Erin Phillips (Port Adelaide) had 14 disposals in a tough first game against her old side. Image: Dani Brown

Bigger than a game of football

Friday night was not just a Round Six game of AFLW Season Seven, it was a celebration of women in sport in South Australia and the beginning of a new chapter in the rivalry between these two proud clubs.

Fans turned out in big numbers to see the first AFLW Showdown live at Adelaide Oval, a crowd of 20,652 making their way to the ground on a beautiful night for football. 

"It was outstanding; the atmosphere was electric, Port Adelaide do an amazing job of their pre-game and so that just all added to the theatre", Clarke reflected.
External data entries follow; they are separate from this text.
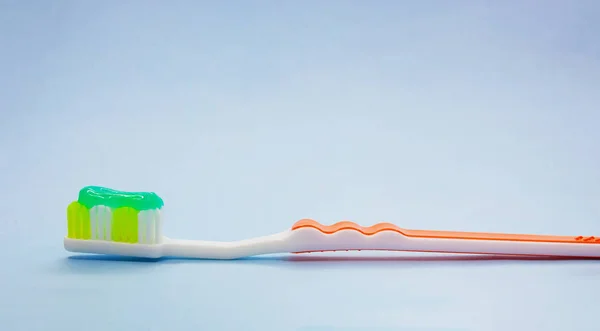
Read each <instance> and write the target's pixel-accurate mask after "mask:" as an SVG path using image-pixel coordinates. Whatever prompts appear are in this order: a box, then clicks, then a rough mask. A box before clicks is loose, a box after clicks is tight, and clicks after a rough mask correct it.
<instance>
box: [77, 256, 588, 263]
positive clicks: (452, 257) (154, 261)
mask: <svg viewBox="0 0 600 331" xmlns="http://www.w3.org/2000/svg"><path fill="white" fill-rule="evenodd" d="M68 259H69V260H72V261H114V262H138V263H151V264H152V263H190V262H194V263H236V264H238V263H240V264H245V263H252V264H264V263H269V264H271V263H277V264H279V263H358V264H370V263H375V264H398V265H402V264H413V263H423V264H431V263H435V264H438V263H474V264H477V263H481V262H489V263H493V262H526V261H537V262H544V261H548V262H552V261H596V260H599V261H600V258H585V257H558V256H513V255H473V254H446V255H432V256H427V255H414V256H410V255H400V256H393V255H392V256H376V255H375V256H373V255H371V256H369V255H367V256H359V255H351V256H348V255H338V256H335V255H309V254H289V255H278V256H277V255H276V256H269V255H265V256H252V257H245V258H240V259H234V260H218V259H194V258H177V257H163V258H158V259H152V258H138V257H128V256H117V255H94V254H91V255H85V254H82V255H73V256H69V257H68Z"/></svg>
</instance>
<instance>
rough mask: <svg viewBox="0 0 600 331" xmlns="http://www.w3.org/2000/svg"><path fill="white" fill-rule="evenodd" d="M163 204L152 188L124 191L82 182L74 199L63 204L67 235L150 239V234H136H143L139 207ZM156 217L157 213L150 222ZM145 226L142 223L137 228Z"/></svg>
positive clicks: (148, 240)
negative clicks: (146, 236) (139, 189)
mask: <svg viewBox="0 0 600 331" xmlns="http://www.w3.org/2000/svg"><path fill="white" fill-rule="evenodd" d="M163 205H164V203H163V200H162V199H161V198H160V197H159V196H158V195H156V193H153V192H126V191H118V190H113V189H110V188H106V187H100V186H86V187H84V188H82V189H81V190H80V191H79V198H78V199H77V201H73V202H72V203H71V204H69V206H68V208H67V223H68V224H67V225H68V235H67V236H68V237H69V238H72V239H95V240H111V241H116V242H124V243H138V242H147V243H152V241H153V240H154V239H152V238H149V237H148V238H140V233H141V234H142V236H144V237H145V235H144V231H140V220H139V218H138V216H139V214H140V212H142V211H151V212H156V211H158V210H160V209H161V208H162V207H163ZM94 207H96V208H94ZM94 213H95V214H94ZM150 215H157V214H156V213H153V214H150ZM151 217H152V216H151ZM156 219H158V216H156V217H154V218H153V219H152V220H153V221H152V222H154V220H156ZM149 226H153V225H149ZM146 228H147V226H146V225H144V226H142V228H141V230H146ZM149 233H150V232H149ZM148 236H150V234H148Z"/></svg>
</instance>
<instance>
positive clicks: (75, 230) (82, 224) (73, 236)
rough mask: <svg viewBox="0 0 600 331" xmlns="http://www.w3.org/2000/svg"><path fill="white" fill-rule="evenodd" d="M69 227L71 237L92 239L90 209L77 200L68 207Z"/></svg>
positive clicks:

Clarke added that he was "really pleased with the way that players absorbed that and enjoyed that and then got to work".

"The fact that the South Australian community got behind the game… it was a great night for footy and I thought everyone played their part in the job", he said.

Port Adelaide fans

Port Adelaide fans stand for 'Never Tear Us Apart' before the first bounce. Image: Dani Brown

While the game might have been one-sided and nothing like the competitive contest the clubs and their fans were hoping for, Arnell said it "speaks a lot to South Australian footy" that fans did come in droves and women in sport were recognised as part of the historic occasion.

"I know there was a big celebration of women's sport and generations, and generations of female sporting heroes in South Australia celebrated tonight and over 20,000 I'm told here, an epic crowd," Arnell said.

"I think, that's one part of the night - there's a huge celebration - something for both clubs to be really proud of."

Both teams will rest up before big clashes next weekend. The Adelaide Crows are set to host the Fremantle Dockers at Unley Oval on Saturday, October 8 at 2.40pm ACST, while the Port Adelaide Power will travel to Melbourne to take on the Hawthorn Hawks at Skybus Stadium on Saturday, October 8 from 7.10pm AEST.